Most of these plantations are legal, but illegal logging is a problem Indonesia is struggling to face. In 2003, it’s estimated that up to 88% of timber logged in Indonesia was illegal, affecting 37 out of 41 national parks. Most of the timber goes to China, Japan and other Asian markets, with the remainder heading to Europe and the USA. Many unwitting consumers in the West purchase the Asian timber products once they are exported. The Indonesian government has put laws in place to prevent illegal logging, but lacks the resources to police and prosecute offenders.

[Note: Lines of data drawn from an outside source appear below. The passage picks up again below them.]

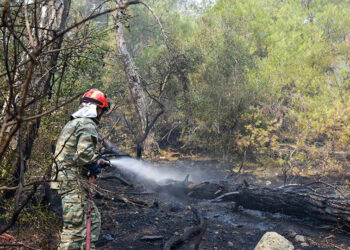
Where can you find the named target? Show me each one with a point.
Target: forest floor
(125, 226)
(147, 219)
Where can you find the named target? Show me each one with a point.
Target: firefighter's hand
(104, 162)
(94, 169)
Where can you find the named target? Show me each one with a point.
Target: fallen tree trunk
(189, 232)
(296, 200)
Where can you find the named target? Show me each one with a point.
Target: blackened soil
(124, 225)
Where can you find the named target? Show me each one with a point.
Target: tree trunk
(150, 146)
(53, 17)
(296, 200)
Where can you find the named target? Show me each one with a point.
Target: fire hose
(88, 215)
(110, 151)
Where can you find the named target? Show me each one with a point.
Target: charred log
(189, 232)
(296, 200)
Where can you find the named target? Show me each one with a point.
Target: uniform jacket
(75, 148)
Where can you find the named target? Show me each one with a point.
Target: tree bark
(296, 200)
(53, 18)
(138, 94)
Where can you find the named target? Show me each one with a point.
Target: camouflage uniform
(76, 147)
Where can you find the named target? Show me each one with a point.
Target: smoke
(146, 171)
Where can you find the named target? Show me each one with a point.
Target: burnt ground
(149, 213)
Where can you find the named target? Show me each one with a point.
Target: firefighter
(76, 160)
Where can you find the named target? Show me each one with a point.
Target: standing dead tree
(31, 38)
(144, 137)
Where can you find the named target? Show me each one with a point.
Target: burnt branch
(189, 232)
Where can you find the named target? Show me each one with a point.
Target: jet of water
(146, 170)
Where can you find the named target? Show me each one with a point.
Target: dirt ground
(159, 216)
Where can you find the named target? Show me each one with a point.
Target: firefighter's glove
(104, 162)
(93, 169)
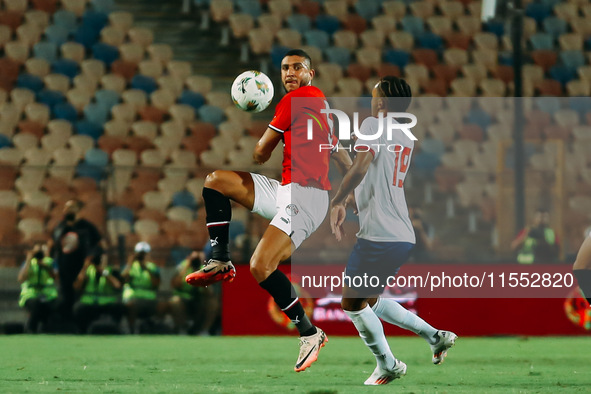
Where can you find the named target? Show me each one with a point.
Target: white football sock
(372, 332)
(392, 312)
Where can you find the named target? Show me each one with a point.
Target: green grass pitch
(162, 364)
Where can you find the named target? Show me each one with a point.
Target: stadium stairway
(189, 39)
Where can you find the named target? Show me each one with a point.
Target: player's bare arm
(352, 179)
(266, 145)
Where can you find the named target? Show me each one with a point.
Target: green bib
(140, 282)
(39, 283)
(99, 292)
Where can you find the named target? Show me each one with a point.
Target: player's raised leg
(220, 187)
(582, 268)
(371, 332)
(274, 247)
(392, 312)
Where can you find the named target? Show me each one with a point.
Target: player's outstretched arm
(351, 180)
(266, 145)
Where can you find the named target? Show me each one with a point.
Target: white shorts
(296, 210)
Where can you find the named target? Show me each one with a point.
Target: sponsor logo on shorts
(292, 210)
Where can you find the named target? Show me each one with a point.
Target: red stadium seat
(549, 87)
(457, 40)
(427, 57)
(355, 23)
(544, 58)
(359, 71)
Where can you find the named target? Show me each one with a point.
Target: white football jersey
(383, 214)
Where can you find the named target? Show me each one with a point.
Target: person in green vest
(188, 303)
(537, 243)
(38, 296)
(140, 291)
(100, 287)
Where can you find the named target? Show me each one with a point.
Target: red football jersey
(304, 162)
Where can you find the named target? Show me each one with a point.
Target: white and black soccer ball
(252, 91)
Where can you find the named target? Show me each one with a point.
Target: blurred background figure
(142, 279)
(38, 288)
(100, 286)
(421, 251)
(75, 239)
(537, 243)
(198, 305)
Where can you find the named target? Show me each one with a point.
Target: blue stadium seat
(555, 26)
(328, 23)
(506, 58)
(563, 74)
(251, 7)
(50, 97)
(5, 142)
(66, 19)
(277, 54)
(236, 228)
(104, 6)
(89, 128)
(57, 34)
(122, 213)
(107, 98)
(495, 27)
(95, 20)
(184, 198)
(193, 99)
(94, 164)
(572, 59)
(338, 55)
(317, 38)
(45, 50)
(547, 104)
(66, 67)
(30, 81)
(398, 57)
(430, 40)
(65, 111)
(96, 113)
(538, 11)
(368, 8)
(105, 52)
(145, 83)
(86, 36)
(211, 114)
(542, 41)
(299, 22)
(413, 25)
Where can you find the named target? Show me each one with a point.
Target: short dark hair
(391, 86)
(301, 53)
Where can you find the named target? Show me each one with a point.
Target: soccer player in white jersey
(386, 237)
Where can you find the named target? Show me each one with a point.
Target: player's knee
(353, 304)
(259, 269)
(216, 181)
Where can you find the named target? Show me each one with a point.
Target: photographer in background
(101, 293)
(142, 279)
(75, 239)
(38, 290)
(189, 303)
(538, 243)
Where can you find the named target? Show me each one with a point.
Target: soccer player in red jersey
(296, 206)
(582, 268)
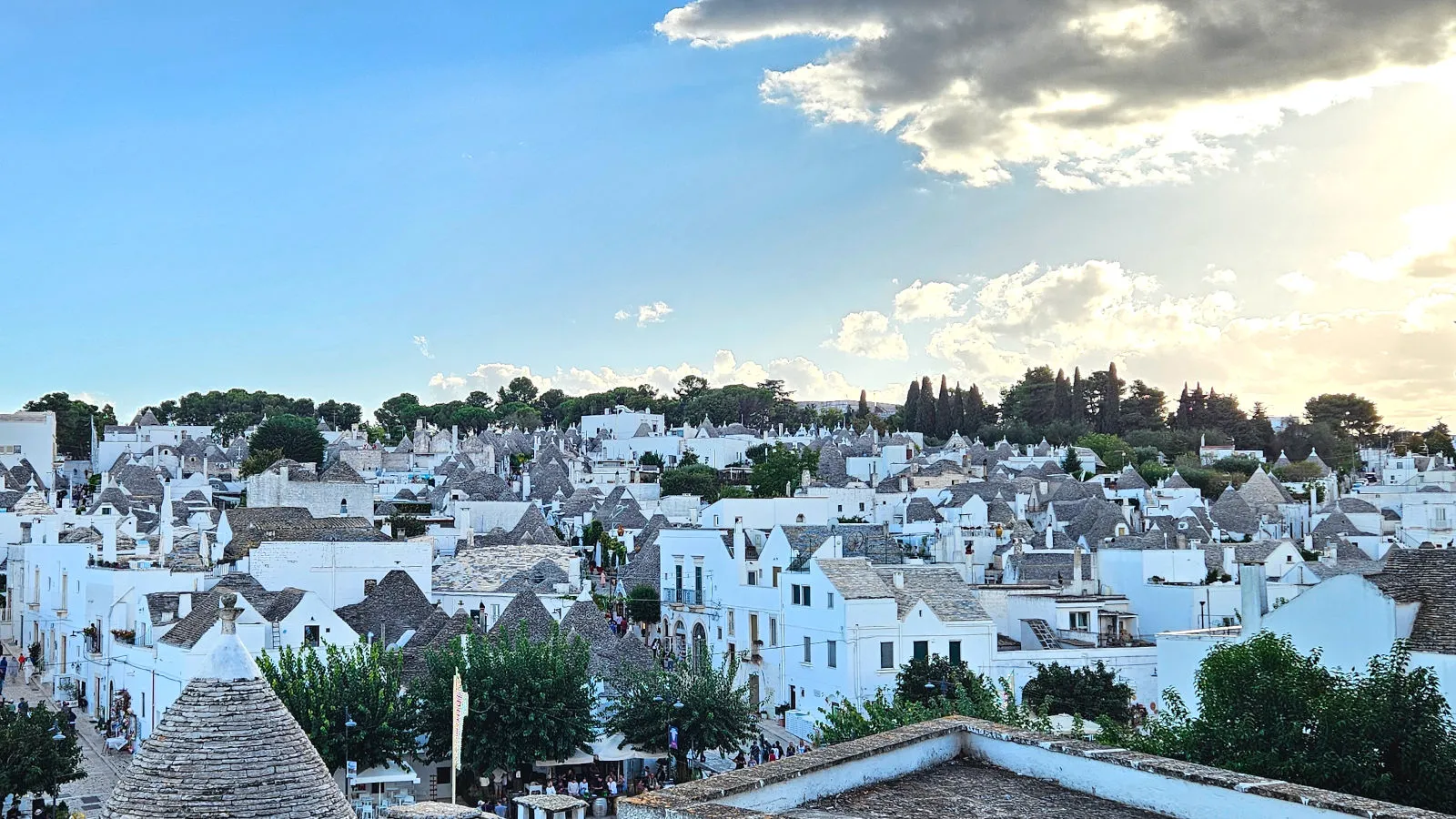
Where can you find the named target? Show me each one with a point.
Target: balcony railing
(682, 596)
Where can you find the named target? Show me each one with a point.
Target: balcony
(682, 596)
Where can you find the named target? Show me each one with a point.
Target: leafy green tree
(935, 678)
(1111, 450)
(296, 436)
(405, 526)
(1346, 413)
(644, 603)
(1088, 693)
(783, 467)
(31, 760)
(73, 426)
(529, 700)
(692, 480)
(715, 712)
(257, 460)
(361, 682)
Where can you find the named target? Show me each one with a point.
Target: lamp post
(349, 724)
(56, 787)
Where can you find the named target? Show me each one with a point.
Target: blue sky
(284, 197)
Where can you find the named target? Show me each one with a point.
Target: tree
(912, 409)
(1346, 413)
(691, 387)
(943, 413)
(693, 480)
(75, 420)
(360, 682)
(257, 460)
(296, 436)
(644, 603)
(1088, 693)
(521, 390)
(935, 678)
(31, 760)
(715, 713)
(1111, 450)
(783, 470)
(529, 700)
(925, 411)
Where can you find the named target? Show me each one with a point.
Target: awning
(603, 751)
(388, 773)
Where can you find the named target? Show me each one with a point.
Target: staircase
(1041, 630)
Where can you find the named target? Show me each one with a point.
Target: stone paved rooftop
(967, 790)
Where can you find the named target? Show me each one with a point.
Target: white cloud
(803, 376)
(868, 334)
(1296, 281)
(929, 300)
(1110, 94)
(1220, 276)
(647, 314)
(1431, 252)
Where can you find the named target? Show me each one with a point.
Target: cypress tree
(925, 414)
(958, 410)
(943, 413)
(912, 410)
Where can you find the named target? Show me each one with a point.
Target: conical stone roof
(228, 748)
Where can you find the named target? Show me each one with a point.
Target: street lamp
(56, 785)
(349, 723)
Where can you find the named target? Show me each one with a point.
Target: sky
(354, 200)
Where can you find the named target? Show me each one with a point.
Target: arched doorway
(699, 639)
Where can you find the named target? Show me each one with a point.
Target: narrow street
(102, 767)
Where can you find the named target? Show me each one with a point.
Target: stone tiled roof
(393, 606)
(1232, 513)
(921, 511)
(1177, 481)
(228, 748)
(526, 608)
(1426, 577)
(1350, 506)
(943, 591)
(1337, 526)
(341, 472)
(854, 577)
(286, 523)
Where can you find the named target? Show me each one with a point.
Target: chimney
(1254, 596)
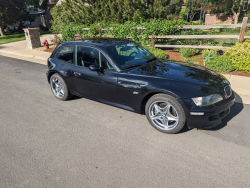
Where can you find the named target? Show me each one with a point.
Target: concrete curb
(23, 55)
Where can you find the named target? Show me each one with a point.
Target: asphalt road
(45, 142)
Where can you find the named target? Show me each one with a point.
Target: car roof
(100, 42)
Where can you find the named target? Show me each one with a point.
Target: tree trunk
(236, 18)
(1, 29)
(236, 15)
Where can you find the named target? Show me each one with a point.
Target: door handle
(77, 74)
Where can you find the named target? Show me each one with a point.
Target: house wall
(216, 18)
(36, 23)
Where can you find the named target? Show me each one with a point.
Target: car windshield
(129, 55)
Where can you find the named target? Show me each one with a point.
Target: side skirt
(122, 106)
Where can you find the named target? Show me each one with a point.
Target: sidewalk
(19, 50)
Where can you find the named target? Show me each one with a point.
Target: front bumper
(212, 114)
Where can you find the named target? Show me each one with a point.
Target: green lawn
(12, 38)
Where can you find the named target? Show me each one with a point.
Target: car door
(98, 84)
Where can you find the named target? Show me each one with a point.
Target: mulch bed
(175, 55)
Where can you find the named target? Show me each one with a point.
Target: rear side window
(66, 54)
(87, 56)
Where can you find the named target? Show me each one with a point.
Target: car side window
(66, 54)
(87, 56)
(105, 63)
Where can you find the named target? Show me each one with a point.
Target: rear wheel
(165, 113)
(59, 87)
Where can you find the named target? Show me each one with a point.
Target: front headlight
(208, 100)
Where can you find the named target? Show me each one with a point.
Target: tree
(14, 11)
(234, 6)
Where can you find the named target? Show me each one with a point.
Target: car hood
(180, 71)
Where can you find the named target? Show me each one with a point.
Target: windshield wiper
(154, 58)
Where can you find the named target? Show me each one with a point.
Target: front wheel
(59, 87)
(165, 113)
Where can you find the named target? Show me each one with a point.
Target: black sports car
(124, 74)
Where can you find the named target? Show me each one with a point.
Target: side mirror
(94, 67)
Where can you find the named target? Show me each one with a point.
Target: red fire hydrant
(46, 44)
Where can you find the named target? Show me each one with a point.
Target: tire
(165, 113)
(59, 88)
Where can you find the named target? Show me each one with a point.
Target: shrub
(208, 55)
(183, 14)
(157, 52)
(240, 56)
(221, 64)
(188, 52)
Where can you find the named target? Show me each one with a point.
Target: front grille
(228, 91)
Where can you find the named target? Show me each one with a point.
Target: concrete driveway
(45, 142)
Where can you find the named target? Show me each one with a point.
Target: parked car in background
(121, 73)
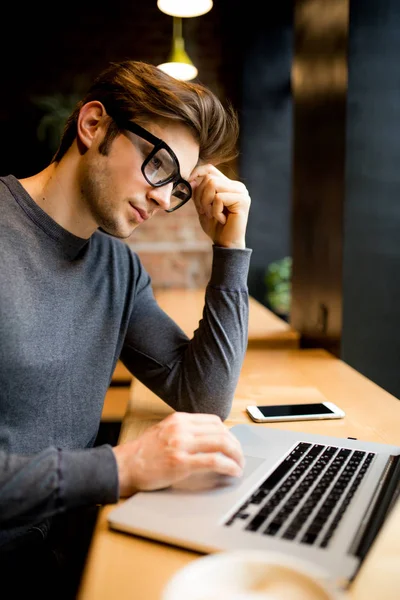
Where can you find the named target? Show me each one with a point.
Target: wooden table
(124, 567)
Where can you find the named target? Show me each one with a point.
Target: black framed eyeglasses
(161, 166)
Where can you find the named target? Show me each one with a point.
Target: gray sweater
(69, 308)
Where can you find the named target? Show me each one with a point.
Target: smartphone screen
(295, 410)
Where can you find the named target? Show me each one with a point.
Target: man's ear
(91, 118)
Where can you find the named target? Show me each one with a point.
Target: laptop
(319, 498)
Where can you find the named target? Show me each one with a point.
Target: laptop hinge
(387, 491)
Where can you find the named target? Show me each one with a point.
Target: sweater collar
(71, 244)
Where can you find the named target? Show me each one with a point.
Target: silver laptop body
(315, 497)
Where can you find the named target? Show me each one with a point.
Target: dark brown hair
(141, 92)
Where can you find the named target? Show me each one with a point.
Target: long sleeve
(201, 374)
(33, 488)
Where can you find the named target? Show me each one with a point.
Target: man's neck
(58, 196)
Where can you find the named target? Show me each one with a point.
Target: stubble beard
(97, 196)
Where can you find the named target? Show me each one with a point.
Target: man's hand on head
(179, 446)
(223, 206)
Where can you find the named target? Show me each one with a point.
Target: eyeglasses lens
(161, 168)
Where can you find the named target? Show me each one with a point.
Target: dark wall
(46, 52)
(266, 138)
(319, 79)
(371, 310)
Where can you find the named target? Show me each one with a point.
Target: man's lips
(142, 215)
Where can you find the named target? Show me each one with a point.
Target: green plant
(278, 283)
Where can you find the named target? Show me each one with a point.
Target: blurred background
(316, 84)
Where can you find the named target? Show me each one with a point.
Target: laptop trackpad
(212, 481)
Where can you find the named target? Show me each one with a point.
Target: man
(74, 299)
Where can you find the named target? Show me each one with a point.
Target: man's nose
(162, 195)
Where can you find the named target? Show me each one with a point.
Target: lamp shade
(179, 64)
(185, 8)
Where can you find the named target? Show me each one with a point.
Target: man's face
(113, 187)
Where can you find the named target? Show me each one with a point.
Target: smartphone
(295, 412)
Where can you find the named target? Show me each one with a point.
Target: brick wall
(174, 249)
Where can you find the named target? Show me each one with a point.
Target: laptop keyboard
(306, 496)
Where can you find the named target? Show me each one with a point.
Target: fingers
(215, 462)
(205, 434)
(214, 194)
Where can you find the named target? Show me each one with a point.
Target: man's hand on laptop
(178, 446)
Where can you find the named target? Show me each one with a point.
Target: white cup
(250, 575)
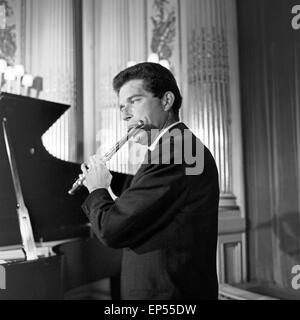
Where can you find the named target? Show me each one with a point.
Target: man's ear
(168, 100)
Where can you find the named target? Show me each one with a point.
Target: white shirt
(154, 143)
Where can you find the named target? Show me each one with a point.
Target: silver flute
(79, 182)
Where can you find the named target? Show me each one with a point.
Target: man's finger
(83, 168)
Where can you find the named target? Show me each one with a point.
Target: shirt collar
(154, 143)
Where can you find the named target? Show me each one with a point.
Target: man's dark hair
(156, 79)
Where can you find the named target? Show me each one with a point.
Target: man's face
(138, 104)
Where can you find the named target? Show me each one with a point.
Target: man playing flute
(167, 219)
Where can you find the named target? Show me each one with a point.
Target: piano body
(66, 253)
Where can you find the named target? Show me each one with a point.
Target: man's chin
(141, 138)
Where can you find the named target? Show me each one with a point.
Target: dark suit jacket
(167, 223)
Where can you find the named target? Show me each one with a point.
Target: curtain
(49, 55)
(270, 75)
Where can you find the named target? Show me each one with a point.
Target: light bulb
(19, 70)
(131, 64)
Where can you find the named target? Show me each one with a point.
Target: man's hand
(97, 175)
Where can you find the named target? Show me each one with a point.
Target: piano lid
(45, 180)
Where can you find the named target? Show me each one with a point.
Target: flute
(79, 182)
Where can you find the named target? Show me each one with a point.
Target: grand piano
(46, 244)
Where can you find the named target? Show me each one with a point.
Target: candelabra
(13, 79)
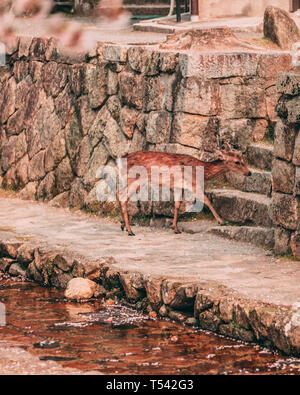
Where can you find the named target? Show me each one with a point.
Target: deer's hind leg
(125, 218)
(215, 214)
(176, 215)
(122, 214)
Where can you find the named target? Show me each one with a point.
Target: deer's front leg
(215, 214)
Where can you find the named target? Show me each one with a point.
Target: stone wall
(286, 167)
(61, 118)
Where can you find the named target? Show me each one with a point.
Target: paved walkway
(199, 257)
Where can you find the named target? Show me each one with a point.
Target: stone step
(259, 182)
(259, 236)
(260, 156)
(150, 9)
(144, 2)
(244, 208)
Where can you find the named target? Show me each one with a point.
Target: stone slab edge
(209, 305)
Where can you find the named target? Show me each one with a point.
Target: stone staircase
(141, 9)
(245, 205)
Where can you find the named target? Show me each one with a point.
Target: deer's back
(149, 159)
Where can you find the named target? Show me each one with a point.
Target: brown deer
(225, 161)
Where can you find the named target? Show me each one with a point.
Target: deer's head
(234, 161)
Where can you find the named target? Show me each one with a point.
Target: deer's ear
(219, 155)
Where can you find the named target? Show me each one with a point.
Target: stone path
(198, 257)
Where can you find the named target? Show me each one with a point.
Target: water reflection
(118, 340)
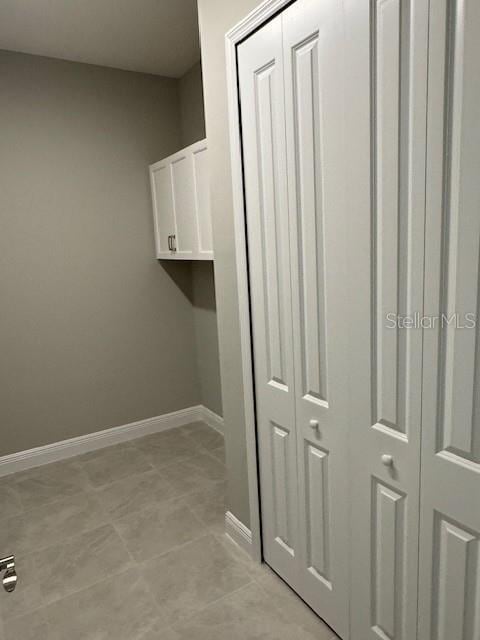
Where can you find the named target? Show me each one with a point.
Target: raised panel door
(261, 84)
(312, 39)
(386, 122)
(449, 599)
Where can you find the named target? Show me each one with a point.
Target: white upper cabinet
(181, 205)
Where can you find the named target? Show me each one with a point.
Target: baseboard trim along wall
(98, 440)
(238, 532)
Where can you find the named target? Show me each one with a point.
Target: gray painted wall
(94, 332)
(216, 17)
(204, 308)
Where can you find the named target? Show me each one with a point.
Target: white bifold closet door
(449, 597)
(290, 76)
(386, 121)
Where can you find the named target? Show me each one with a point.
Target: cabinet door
(202, 208)
(183, 205)
(162, 199)
(264, 159)
(314, 88)
(386, 122)
(449, 602)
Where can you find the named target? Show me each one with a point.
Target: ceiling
(151, 36)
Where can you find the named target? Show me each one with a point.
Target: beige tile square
(209, 506)
(203, 435)
(166, 447)
(80, 562)
(114, 463)
(158, 528)
(219, 453)
(187, 579)
(31, 626)
(135, 493)
(42, 485)
(247, 614)
(27, 596)
(193, 474)
(119, 608)
(10, 503)
(44, 526)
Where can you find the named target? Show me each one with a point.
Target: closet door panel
(162, 198)
(264, 158)
(183, 205)
(449, 603)
(386, 120)
(202, 199)
(313, 37)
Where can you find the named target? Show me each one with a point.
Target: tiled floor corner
(127, 543)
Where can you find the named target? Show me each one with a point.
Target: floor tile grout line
(213, 603)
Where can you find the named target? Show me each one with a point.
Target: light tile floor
(127, 543)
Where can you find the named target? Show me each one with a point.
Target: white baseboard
(238, 532)
(98, 440)
(212, 419)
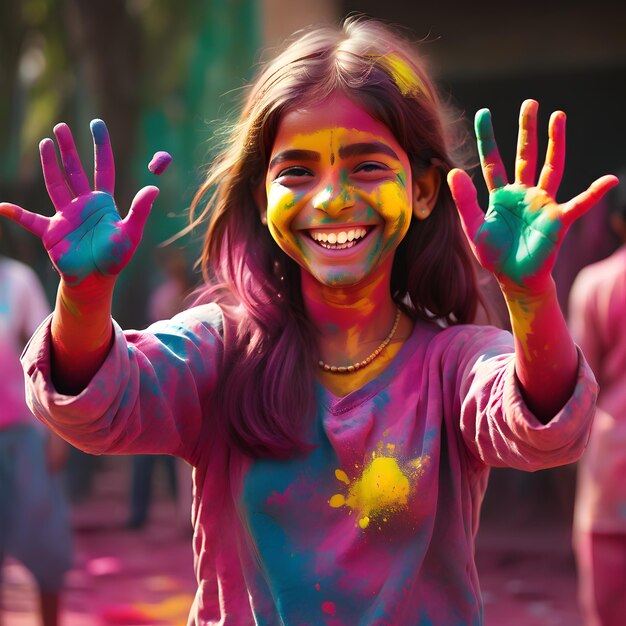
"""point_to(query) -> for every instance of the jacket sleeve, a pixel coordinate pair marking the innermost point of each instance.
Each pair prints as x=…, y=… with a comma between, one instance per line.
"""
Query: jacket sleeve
x=497, y=427
x=151, y=394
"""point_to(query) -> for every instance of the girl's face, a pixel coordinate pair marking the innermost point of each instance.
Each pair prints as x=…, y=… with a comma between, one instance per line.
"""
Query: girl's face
x=339, y=192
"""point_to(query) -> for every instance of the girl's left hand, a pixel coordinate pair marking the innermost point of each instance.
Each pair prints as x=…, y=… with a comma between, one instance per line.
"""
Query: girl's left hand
x=519, y=236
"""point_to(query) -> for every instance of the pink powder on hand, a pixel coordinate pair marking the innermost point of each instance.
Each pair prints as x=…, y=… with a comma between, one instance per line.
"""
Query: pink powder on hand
x=159, y=162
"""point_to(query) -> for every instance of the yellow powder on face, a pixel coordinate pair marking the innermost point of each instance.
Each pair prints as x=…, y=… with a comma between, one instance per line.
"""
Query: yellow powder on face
x=407, y=81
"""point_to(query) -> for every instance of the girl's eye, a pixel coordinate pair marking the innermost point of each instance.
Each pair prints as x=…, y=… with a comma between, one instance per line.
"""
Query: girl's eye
x=371, y=168
x=295, y=171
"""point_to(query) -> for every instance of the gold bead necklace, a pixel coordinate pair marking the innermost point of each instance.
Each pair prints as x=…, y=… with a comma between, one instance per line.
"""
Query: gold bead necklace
x=359, y=365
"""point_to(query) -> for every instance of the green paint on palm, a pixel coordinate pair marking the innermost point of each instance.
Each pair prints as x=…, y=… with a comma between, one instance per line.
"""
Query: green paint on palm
x=520, y=233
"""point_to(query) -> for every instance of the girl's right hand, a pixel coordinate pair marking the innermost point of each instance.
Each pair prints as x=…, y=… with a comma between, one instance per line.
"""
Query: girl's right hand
x=86, y=239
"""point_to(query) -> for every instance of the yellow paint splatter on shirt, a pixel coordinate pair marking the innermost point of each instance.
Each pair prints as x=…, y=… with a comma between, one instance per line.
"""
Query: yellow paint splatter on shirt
x=383, y=488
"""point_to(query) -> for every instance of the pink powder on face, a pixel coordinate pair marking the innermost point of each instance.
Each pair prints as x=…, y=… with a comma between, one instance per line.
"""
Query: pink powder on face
x=159, y=162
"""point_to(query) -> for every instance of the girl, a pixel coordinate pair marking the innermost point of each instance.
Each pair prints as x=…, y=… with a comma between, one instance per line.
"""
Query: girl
x=339, y=411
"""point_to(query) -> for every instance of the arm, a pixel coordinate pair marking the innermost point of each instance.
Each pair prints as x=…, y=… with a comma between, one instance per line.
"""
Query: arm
x=518, y=240
x=89, y=244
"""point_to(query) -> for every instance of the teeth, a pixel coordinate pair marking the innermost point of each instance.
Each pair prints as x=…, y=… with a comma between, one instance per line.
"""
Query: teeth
x=340, y=237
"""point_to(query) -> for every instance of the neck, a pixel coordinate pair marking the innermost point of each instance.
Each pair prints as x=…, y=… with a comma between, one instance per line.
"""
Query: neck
x=350, y=321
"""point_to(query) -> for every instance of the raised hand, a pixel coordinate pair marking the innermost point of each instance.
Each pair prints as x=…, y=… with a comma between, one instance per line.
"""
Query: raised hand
x=519, y=236
x=86, y=237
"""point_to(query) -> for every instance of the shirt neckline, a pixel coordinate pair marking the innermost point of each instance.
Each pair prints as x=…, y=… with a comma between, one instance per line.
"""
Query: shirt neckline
x=342, y=404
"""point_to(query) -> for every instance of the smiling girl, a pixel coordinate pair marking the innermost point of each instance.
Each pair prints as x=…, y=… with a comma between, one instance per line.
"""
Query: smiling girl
x=339, y=409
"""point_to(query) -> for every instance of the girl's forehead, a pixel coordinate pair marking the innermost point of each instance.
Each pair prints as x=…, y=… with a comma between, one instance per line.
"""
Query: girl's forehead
x=338, y=118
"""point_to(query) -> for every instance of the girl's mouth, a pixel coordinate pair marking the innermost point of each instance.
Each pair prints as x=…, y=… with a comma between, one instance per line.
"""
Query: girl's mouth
x=339, y=239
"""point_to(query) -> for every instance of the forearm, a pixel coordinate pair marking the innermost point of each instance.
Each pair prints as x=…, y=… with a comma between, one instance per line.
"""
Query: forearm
x=546, y=360
x=82, y=332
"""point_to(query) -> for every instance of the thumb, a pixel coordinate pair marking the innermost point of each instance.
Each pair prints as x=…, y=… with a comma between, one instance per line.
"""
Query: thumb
x=33, y=222
x=140, y=208
x=466, y=200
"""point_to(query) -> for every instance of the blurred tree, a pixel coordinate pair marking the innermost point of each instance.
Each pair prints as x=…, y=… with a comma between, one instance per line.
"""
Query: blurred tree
x=154, y=70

Other dangers to the orangutans include poaching and the bushmeat trade. As their habitat shrinks, orangutans increasingly come into conflict with humans. Sometimes they wander into plantations and gardens in search of food, causing villagers to consider them as pests. Either through ignorance of the law, or deliberate contravention of it due to hunger or poverty, local people then hunt the interloping animals. When adult females are killed, their babies are sold as pets, their skulls can be sold as valuable curios, and their flesh can be eaten. When threatened species are hunted (usually illegally, unsustainably and commercially), the meat is known as bushmeat, the sale of which contributes to the extinction crisis.

Unfortunately the illegal pet trade is still thriving, with many orphaned baby orangutans falling into the hands of unscrupulous traffickers. It is estimated that for every orangutan that reaches the pet market, four orangutans die in prior attempts. Causes of death include falls to the forest floor due to their mother’s death (usually by gunshot), trauma after the same (possibly having seeing their mother killed and eaten), succumbing to disease (often contracted from humans), or an inability to survive the poor conditions in which they are kept following their capture. Like all ‘wild’ animals, orangutans make bad pets: they might look adorable when they’re little, but they grow up into large, unmanageable adults who can be dangerous to humans and can’t be kept in confined spaces. Killing mother orangutans to take their babies has a devastating effect on the precarious survival of the species.